Von Stahl sagte: „Ich warte mit einiger Neugier und Gelassenheit die Wahl ab, bewerte das alles nicht über.“ Er kenne die Partei von Schill nicht gut genug, um deren langfristige Chancen beurteilen zu können. Aus der Hamburger FDP oder der Parteispitze habe noch niemand mit ihm gesprochen. Er stehe aber für Verhandlungen zur Verfügung. „Es ist eine Möglichkeit, doch keine sehr wahrscheinliche.“ Auf die Frage, ob eine neue Karriere in Hamburg ihn reizen würde, reagierte er unschlüssig. „Ich bin nicht besonders ehrgeizig, was das angeht.“ Allerdings sagte er auch: „Immerhin war ich 14 Jahre lang Staatssekretär für Justiz in Berlin. Der Job wäre für mich also nicht neu.“

Unterdessen macht sich auch die Deutsche Volksunion (DVU) des Münchner Verlegers Gerhard Frey Hoffnung auf einen Einzug in die Hamburger Bürgerschaft. Bei der letzten Wahl 1997 scheiterte die Rechtspartei nur knapp mit 4,9 Prozent, zog aber in vier von sieben Bezirksparlamente ein. Selbst die linksaußen angesiedelte Zeitschrift Blick nach rechts räumte kürzlich ein, daß es dem DVU-Spitzenkandidaten und Fraktionsvorsitzenden in Wandsbek, Heinrich Gerlach, gelungen sei, aus der „Phantompartei“ eine reale Partei zu entwickeln. Die Bezirksfraktionen stellten, so der Blick nach rechts, auch mal „unabhängig von München“ Anträge und Anfragen und veranstalteten monatliche „Klönschnacks“. Ebenfalls ins Rennen um Wählerstimmen wollen die Republikaner unter ihrem neuen Landesvorsitzenden Thomas Nissen gehen .Vor vier Jahren erreichten sie nur 1,8 Prozent.

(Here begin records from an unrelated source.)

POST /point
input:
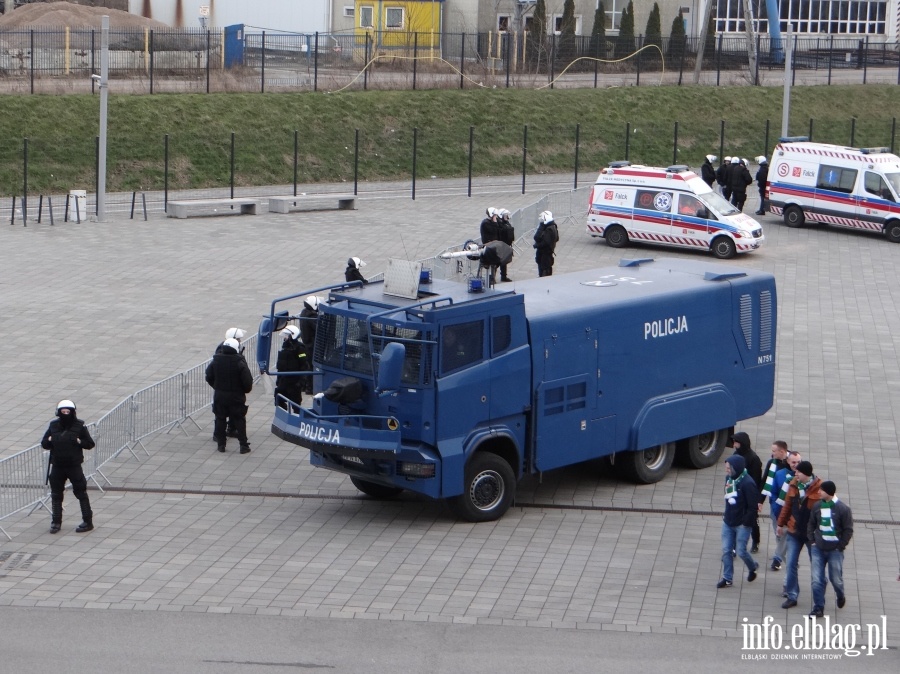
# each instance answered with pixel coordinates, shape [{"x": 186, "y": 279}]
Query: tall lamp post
[{"x": 104, "y": 99}]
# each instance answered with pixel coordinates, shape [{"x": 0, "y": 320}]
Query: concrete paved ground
[{"x": 97, "y": 311}]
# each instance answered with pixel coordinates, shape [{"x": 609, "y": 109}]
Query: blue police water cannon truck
[{"x": 457, "y": 394}]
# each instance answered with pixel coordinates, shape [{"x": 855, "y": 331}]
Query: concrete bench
[
  {"x": 285, "y": 204},
  {"x": 179, "y": 209}
]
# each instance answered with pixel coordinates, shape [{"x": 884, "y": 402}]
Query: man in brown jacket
[{"x": 803, "y": 494}]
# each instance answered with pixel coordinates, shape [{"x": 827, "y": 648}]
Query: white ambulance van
[
  {"x": 842, "y": 186},
  {"x": 667, "y": 206}
]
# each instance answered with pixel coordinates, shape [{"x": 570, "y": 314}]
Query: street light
[{"x": 103, "y": 79}]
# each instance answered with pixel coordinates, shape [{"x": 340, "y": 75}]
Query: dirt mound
[{"x": 40, "y": 14}]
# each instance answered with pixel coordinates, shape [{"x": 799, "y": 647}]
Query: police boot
[
  {"x": 86, "y": 514},
  {"x": 55, "y": 514}
]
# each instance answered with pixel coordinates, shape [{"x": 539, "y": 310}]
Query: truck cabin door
[
  {"x": 690, "y": 224},
  {"x": 870, "y": 203}
]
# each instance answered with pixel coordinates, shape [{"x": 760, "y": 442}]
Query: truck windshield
[
  {"x": 342, "y": 342},
  {"x": 718, "y": 203}
]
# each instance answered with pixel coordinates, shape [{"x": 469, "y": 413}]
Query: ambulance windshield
[{"x": 718, "y": 204}]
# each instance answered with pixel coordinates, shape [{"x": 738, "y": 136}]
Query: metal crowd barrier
[{"x": 168, "y": 404}]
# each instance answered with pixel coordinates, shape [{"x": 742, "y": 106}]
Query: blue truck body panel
[{"x": 546, "y": 373}]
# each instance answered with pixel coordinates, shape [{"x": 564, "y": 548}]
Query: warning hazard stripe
[
  {"x": 852, "y": 223},
  {"x": 836, "y": 153}
]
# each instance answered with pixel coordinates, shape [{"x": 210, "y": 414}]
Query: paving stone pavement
[{"x": 97, "y": 311}]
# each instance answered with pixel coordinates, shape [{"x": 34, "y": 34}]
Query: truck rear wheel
[
  {"x": 704, "y": 450},
  {"x": 375, "y": 490},
  {"x": 793, "y": 216},
  {"x": 489, "y": 489},
  {"x": 648, "y": 465},
  {"x": 892, "y": 231},
  {"x": 723, "y": 248},
  {"x": 616, "y": 236}
]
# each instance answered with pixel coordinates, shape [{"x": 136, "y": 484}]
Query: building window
[
  {"x": 557, "y": 24},
  {"x": 831, "y": 17},
  {"x": 393, "y": 17},
  {"x": 365, "y": 17},
  {"x": 613, "y": 11}
]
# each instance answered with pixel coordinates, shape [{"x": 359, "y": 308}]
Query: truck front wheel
[
  {"x": 648, "y": 465},
  {"x": 704, "y": 450},
  {"x": 892, "y": 231},
  {"x": 793, "y": 216},
  {"x": 375, "y": 490},
  {"x": 489, "y": 489},
  {"x": 723, "y": 248},
  {"x": 616, "y": 236}
]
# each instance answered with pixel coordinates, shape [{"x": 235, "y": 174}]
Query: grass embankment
[{"x": 62, "y": 129}]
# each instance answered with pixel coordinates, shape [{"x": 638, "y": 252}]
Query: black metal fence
[
  {"x": 32, "y": 170},
  {"x": 46, "y": 60}
]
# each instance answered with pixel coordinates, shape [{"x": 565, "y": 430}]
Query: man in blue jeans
[
  {"x": 829, "y": 531},
  {"x": 802, "y": 496},
  {"x": 741, "y": 502}
]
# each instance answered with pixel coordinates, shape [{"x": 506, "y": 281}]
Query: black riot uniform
[{"x": 67, "y": 437}]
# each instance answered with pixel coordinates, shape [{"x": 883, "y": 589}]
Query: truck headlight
[{"x": 415, "y": 469}]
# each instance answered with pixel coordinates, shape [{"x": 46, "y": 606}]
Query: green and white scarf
[
  {"x": 731, "y": 487},
  {"x": 784, "y": 487},
  {"x": 803, "y": 486},
  {"x": 770, "y": 479},
  {"x": 826, "y": 526}
]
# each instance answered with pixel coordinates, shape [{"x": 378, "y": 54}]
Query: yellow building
[{"x": 394, "y": 25}]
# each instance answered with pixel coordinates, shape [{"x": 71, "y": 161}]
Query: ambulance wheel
[
  {"x": 375, "y": 490},
  {"x": 616, "y": 236},
  {"x": 793, "y": 216},
  {"x": 704, "y": 450},
  {"x": 490, "y": 488},
  {"x": 892, "y": 231},
  {"x": 647, "y": 466},
  {"x": 723, "y": 248}
]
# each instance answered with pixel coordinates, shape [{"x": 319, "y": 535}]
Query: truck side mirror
[{"x": 390, "y": 368}]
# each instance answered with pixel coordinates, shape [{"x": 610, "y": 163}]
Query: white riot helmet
[
  {"x": 235, "y": 333},
  {"x": 65, "y": 405}
]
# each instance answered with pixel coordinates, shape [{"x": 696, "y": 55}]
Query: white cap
[
  {"x": 291, "y": 332},
  {"x": 234, "y": 333}
]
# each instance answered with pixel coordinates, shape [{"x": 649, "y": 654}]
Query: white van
[
  {"x": 842, "y": 186},
  {"x": 667, "y": 206}
]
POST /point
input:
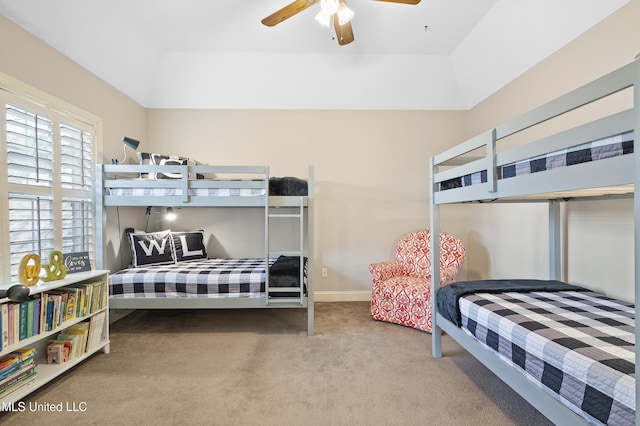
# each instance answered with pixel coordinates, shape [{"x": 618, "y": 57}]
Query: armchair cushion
[{"x": 401, "y": 288}]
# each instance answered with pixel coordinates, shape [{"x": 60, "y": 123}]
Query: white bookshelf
[{"x": 47, "y": 372}]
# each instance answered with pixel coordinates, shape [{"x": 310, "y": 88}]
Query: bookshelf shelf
[{"x": 47, "y": 372}]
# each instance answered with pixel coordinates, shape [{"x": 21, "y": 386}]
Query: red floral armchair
[{"x": 401, "y": 291}]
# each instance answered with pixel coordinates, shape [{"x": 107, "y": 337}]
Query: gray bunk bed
[
  {"x": 591, "y": 160},
  {"x": 284, "y": 279}
]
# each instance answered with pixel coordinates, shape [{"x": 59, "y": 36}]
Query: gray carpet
[{"x": 258, "y": 367}]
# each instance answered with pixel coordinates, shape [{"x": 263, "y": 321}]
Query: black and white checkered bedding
[
  {"x": 577, "y": 345},
  {"x": 200, "y": 192},
  {"x": 211, "y": 278},
  {"x": 612, "y": 146}
]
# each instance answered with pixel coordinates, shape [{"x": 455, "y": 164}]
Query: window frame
[{"x": 15, "y": 92}]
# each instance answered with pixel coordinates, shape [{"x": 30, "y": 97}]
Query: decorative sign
[
  {"x": 77, "y": 262},
  {"x": 29, "y": 272},
  {"x": 55, "y": 270}
]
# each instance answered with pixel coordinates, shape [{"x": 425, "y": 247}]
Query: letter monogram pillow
[
  {"x": 189, "y": 246},
  {"x": 151, "y": 249}
]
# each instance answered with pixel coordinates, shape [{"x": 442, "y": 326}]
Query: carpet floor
[{"x": 259, "y": 367}]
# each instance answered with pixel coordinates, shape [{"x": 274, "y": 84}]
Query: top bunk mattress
[{"x": 600, "y": 149}]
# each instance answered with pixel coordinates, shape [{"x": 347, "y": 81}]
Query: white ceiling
[{"x": 439, "y": 54}]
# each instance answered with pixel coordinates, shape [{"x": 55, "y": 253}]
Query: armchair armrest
[
  {"x": 384, "y": 270},
  {"x": 448, "y": 275}
]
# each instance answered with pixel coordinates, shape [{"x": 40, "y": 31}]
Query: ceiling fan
[{"x": 331, "y": 11}]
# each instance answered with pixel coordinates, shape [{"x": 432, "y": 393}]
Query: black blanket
[
  {"x": 287, "y": 186},
  {"x": 448, "y": 296},
  {"x": 285, "y": 272}
]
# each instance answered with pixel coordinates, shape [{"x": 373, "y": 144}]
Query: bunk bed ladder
[{"x": 289, "y": 295}]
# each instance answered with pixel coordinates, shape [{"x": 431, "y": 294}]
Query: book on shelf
[
  {"x": 16, "y": 370},
  {"x": 95, "y": 329},
  {"x": 47, "y": 311}
]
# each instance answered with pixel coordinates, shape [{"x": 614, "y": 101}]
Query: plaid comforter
[
  {"x": 578, "y": 345},
  {"x": 211, "y": 278},
  {"x": 600, "y": 149}
]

CDU-Politiker bietet von Stahl Mitgliedschaft an

Der ehemalige Generalbundesanwalt Alexander von Stahl kann seine politischen Ziele künftig in der CDU verfolgen. Das bietet ihm Markus Roscher (38) an. Das Mitglied im CDU-Landesausschuß kandidiert am 21. Oktober im Wahlkreis Prenzlauer Berg für einen Sitz im Abgeordnetenhaus. Bis 1997 gehörte Roscher selbst zu der nationalliberalen Gruppe um Alexander von Stahl in der FDP. Jetzt forderte er die FDP-Rechten auf, die Konsequenzen aus ihrer innerparteilichen Ausgrenzung zu ziehen: „Wertkonservative und Patrioten werden seit Jahren in der FDP diffamiert. Es wird Zeit, daß Alexander von Stahl und seine politischen Freunde in der FDP die Konsequenzen ziehen und der CDU beitreten.“ Roschers Appell wird auch von der Berliner CDU-Parteispitze getragen. Die CDU stehe bürgerlich-liberalen Positionen offen gegenüber und sei daher eine „geeignete Alternative“, sagte der CDU-Wahlkampfleiter Volker Liepelt. Auf Anfrage der JUNGEN FREIHEIT bezeichnete Alexander von Stahl am Dienstag das Angebot als „sehr verspäteten Aprilscherz“.